During the visit, which was conducted as closure work continued, Mr Hammond spoke to soldiers from 4th Battalion The Royal Regiment of Scotland (4 SCOTS) who had been living and working at Sterga.
Mr Hammond said:
The closure of our last base outside Camp Bastion is another important step towards ending combat operations in Afghanistan. It is also an opportunity to reflect on the mission and the hard work and sacrifice of British forces.
Their efforts have helped build credible Afghan National Security Forces and supported the emergence of a democratic Afghan state.
Sterga opened in August 2013 to enable UK personnel to observe a large and strategically important area of central Helmand. Troops based there provided vital assistance covering UK and US base closures and gave Afghan and coalition personnel a fuller understanding of insurgent activity.
The majority of the personnel based at Sterga prior to its closure came from 4 SCOTS, with specialist capabilities provided by other units such as 5 Regiment Royal Artillery, 32 Regiment Royal Artillery, 3rd Regiment Royal Horse Artillery and 14 Signal Regiment.
At its peak, the base was home to 180 people, although by its closure this had reduced to around 90 personnel.
Providing security for the redeployment was the UK-led manoeuvre battle group.

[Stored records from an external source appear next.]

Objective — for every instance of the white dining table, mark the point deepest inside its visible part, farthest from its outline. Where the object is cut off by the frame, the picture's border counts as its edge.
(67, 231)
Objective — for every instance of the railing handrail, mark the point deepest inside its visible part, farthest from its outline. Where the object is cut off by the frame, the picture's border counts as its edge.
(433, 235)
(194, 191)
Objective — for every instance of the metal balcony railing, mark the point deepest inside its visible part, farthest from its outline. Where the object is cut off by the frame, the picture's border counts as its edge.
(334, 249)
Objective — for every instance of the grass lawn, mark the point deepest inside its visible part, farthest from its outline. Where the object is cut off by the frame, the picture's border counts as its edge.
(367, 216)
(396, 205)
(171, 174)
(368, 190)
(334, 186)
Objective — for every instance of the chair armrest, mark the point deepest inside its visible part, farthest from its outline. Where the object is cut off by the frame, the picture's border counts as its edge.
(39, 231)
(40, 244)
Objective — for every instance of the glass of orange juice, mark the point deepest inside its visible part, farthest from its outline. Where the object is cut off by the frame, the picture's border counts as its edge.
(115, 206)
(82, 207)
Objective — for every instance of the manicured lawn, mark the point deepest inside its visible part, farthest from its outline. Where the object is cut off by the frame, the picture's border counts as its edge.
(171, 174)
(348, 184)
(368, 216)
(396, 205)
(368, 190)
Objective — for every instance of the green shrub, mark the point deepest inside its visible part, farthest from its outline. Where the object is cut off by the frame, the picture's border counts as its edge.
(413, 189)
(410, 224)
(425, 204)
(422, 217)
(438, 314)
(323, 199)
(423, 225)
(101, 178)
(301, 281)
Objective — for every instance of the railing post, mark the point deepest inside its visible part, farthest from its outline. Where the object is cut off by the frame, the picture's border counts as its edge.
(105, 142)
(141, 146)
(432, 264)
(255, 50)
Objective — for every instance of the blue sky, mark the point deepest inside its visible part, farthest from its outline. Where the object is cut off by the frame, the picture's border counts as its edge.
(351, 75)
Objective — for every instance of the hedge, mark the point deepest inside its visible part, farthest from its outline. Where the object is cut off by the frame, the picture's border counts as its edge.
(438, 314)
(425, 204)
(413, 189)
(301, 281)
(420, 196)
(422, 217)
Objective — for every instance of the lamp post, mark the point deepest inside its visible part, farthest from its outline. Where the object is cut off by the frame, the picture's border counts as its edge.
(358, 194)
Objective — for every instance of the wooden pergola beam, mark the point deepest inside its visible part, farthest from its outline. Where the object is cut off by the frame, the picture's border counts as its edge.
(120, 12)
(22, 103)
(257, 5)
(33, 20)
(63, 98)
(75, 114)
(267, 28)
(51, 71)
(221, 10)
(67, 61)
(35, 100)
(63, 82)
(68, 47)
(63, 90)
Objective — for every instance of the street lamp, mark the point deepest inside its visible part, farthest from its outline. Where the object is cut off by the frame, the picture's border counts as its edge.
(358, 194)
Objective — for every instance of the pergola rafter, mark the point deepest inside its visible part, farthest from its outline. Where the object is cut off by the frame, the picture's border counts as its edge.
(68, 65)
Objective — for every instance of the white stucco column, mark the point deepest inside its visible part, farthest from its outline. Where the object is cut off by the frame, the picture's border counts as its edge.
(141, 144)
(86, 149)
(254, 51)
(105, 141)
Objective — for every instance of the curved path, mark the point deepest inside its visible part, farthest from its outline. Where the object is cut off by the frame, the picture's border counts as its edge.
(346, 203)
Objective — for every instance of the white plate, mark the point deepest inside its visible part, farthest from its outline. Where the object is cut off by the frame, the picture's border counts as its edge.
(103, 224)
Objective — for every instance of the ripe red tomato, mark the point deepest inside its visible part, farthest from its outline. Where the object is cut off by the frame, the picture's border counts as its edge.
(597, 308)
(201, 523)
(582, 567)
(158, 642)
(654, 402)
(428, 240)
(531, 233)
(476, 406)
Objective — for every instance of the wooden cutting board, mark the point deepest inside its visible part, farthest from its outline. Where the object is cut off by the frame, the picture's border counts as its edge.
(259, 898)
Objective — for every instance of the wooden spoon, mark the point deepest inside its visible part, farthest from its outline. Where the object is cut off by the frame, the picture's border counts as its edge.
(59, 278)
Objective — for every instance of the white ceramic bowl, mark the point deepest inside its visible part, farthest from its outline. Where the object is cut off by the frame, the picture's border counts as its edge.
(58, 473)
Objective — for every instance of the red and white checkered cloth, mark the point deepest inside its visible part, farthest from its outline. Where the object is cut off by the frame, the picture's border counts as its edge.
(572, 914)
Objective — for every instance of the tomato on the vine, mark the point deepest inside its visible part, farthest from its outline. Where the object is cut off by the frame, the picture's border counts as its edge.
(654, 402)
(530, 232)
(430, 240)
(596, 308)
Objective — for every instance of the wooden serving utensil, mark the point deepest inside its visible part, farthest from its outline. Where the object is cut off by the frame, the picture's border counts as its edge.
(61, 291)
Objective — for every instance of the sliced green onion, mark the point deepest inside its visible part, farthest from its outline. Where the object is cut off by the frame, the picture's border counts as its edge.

The commanding officer, Lieutenant Colonel James Roddis, said:
Providing a secure environment for the redeployment of a base is vital to ensure the safety and protection of our personnel and equipment.
The soldiers of the cross-coalition multi-cap-badged manoeuvre battle group, led by 4 SCOTS, have once again shown their ability and competence in making sure the personnel and equipment from Sterga could return safely back to Camp Bastion.
Alongside our coalition partners we also oversaw and provided security for the closure of Laskhar Gah Durai and Forward Operating Base Price in March earlier this year.
As the last Scottish infantry battalion in Afghanistan it has been a challenging and rewarding job being part of the drawdown of British bases in Helmand and the handover of lead security responsibilities to the Afghan security forces.
More than 100 shipping (or ISO) containers worth of equipment had to be removed from the base by air and road, with both UK and US forces involved in aviation, logistics and security.
During his visit to Afghanistan the Defence Secretary also met with Major General Sayed Malouk, commander of 215 Corps of the Afghan National Army (ANA) based in Camp Shorabak. The pair discussed the development of the ANA and Major General Malouk updated Mr Hammond on their training.
Whilst at Shorabak the Defence Secretary spoke to a number of British medics engaged in developing the ANA’s medical capabilities.
Captain David Watts, medical advisor in the 3rd Battalion The Mercian Regiment brigade advisory team, said:
The ANA have made significant steps over the last 9 months, specifically with the development and delivery of the en route care course which has reduced mortality rates.
They now have a growing paramedic capability to perform in-transit care from point of wounding to the hospital. I have found it a privilege to work alongside my ANA medical counterparts as a medical advisor.
The closure of Sterga means that the UK presence in Helmand is now centralised in the main operating base of Camp Bastion which is due to close at the end of the year as the British combat mission concludes.